Identify a Process for Project Delivery

Identifying high-level processes for delivering TPIMS prior to commencing project planning is an essential action for solidifying a purpose and need for TPIMS and showing how it may be achieved. TPIMS, being a system of multiple subsystems, closely follows the development practices associated with ITS project implementation. FHWA recommends designing and deploying such systems using the systems engineering approach that was introduced in Chapter 1 (FHWA 2007).

As discussed in Chapter 1, the systems engineering approach is a structured process for defining the problem, identifying needs and requirements, and ultimately implementing a system that meets user needs. This approach must be followed when using federal funds for ITS project development, such as the deployment of a TPIMS (23 CFR §940). The V-diagram, shown in Figure 1 and commonly used in the ITS community as a systems engineering approach, outlines considerations that must be considered throughout the lifecycle of TPIMS.
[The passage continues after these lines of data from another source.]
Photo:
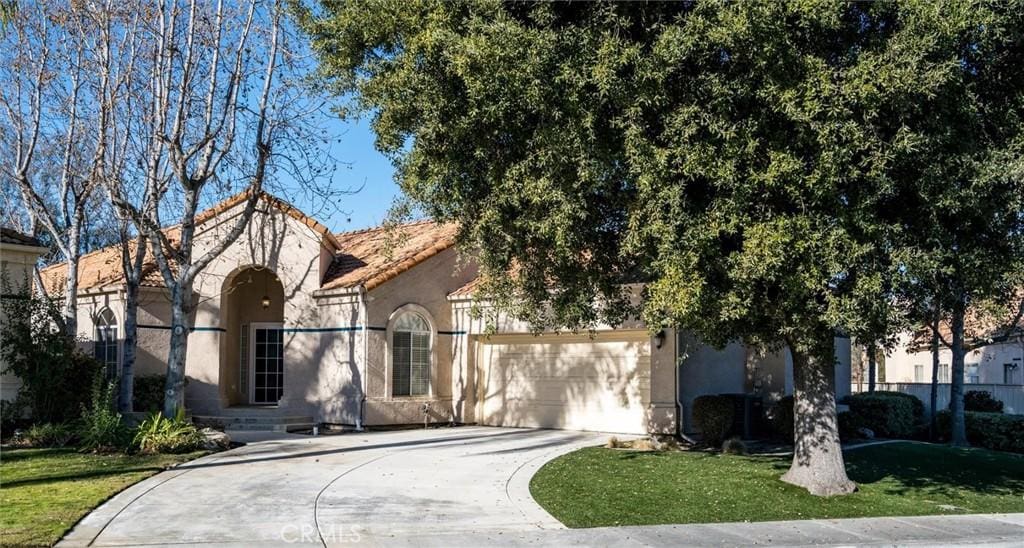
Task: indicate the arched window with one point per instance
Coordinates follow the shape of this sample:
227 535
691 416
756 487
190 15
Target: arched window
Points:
104 346
411 355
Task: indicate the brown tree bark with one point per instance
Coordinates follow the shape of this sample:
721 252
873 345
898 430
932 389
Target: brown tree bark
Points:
817 455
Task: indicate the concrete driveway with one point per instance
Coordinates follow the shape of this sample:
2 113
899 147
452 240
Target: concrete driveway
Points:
373 488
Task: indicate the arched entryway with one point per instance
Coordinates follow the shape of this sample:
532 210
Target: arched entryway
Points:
252 368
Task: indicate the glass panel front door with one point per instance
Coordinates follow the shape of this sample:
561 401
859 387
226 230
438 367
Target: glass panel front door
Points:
268 365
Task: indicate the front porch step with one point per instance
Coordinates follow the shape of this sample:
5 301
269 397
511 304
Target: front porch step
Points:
258 421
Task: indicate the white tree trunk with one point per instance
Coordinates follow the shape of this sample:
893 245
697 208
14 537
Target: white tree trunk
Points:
817 455
174 385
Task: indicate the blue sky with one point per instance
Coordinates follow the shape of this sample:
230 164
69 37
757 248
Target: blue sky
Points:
353 144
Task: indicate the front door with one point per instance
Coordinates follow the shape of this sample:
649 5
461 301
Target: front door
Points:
267 364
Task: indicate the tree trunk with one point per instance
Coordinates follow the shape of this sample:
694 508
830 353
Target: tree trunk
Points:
817 456
958 435
871 367
934 396
126 392
174 386
70 309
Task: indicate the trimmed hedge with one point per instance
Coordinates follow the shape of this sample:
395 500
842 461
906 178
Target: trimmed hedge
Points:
982 402
990 430
886 414
714 416
780 417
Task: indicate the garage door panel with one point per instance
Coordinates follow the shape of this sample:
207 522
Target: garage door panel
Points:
590 385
However, it is important to note that the processes outlined in the V-diagram closely follow the traditional public-sector model for ITS project delivery. In reality, TPIMS is both a public-sector and private-sector venture. Private-sector deployment groups may have different motivations for TPIMS and follow different processes for project development.
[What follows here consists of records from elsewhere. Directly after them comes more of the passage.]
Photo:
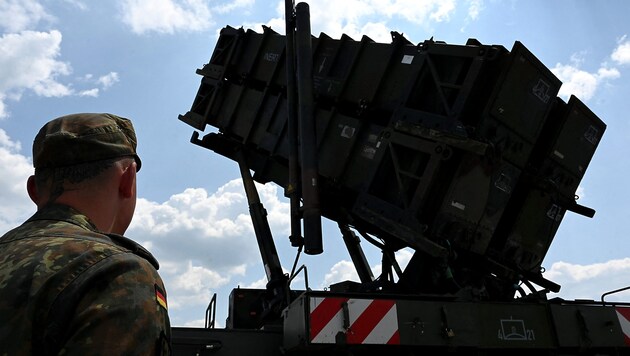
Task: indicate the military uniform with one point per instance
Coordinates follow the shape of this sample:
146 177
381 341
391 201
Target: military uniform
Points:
66 287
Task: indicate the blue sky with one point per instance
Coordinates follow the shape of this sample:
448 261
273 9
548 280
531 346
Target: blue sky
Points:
137 58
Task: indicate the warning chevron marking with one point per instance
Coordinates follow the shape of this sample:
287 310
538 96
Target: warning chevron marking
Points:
369 321
624 320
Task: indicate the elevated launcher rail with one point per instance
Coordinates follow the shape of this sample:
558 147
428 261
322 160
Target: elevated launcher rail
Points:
463 153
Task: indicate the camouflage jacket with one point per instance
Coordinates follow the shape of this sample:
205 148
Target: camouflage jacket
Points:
66 288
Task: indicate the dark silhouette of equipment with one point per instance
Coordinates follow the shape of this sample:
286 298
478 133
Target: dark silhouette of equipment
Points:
463 154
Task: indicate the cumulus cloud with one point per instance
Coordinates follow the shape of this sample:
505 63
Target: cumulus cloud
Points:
16 206
204 241
166 16
591 281
582 83
345 271
621 54
233 5
108 80
359 17
30 61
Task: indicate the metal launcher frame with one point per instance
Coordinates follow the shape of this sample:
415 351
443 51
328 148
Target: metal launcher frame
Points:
463 153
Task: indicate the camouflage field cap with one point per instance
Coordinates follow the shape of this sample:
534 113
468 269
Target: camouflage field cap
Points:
83 138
Identify Funding Opportunities

While funding is often dealt with in planning phases, funding opportunities can be identified in advance. This subsection provides insights—gained through research on TPIMS deployments in the United States—on what funding programs were used by other agencies that implemented TPIMS programs. Depending on the funding resources available, this could provide an opportunity to tailor the purpose and need statement to increase the eligibility of a TPIMS program for certain types of funding.
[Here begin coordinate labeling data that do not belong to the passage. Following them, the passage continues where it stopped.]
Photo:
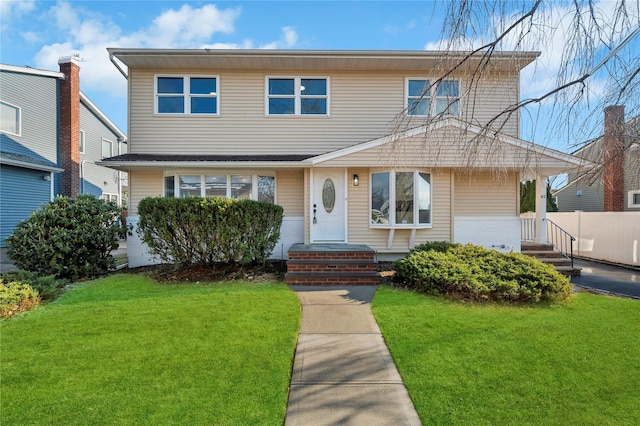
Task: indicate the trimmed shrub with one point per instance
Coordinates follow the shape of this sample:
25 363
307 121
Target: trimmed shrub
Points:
16 297
209 230
475 273
48 287
68 238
Table 2. TPIMS deployments and funding sources.

Source: National Coalition on Truck Parking 2018

Many TPIMS programs were funded through freight-related federal programs, while others were funded as part of technology grant programs and safety research. Table 2 lists several TPIMS deployments and their funding resources.

Federal grant programs often require some percentage of non-Federal funding match, e.g., from states or others. The required efforts to document benefits will also vary depending on the specific grant purpose and requirements. For example, TIGER grant funding was focused on economic development (FHWA 2016), while ATCMTD grants are focused on mobility and safety benefits along with lessons learned (FHWA 2016).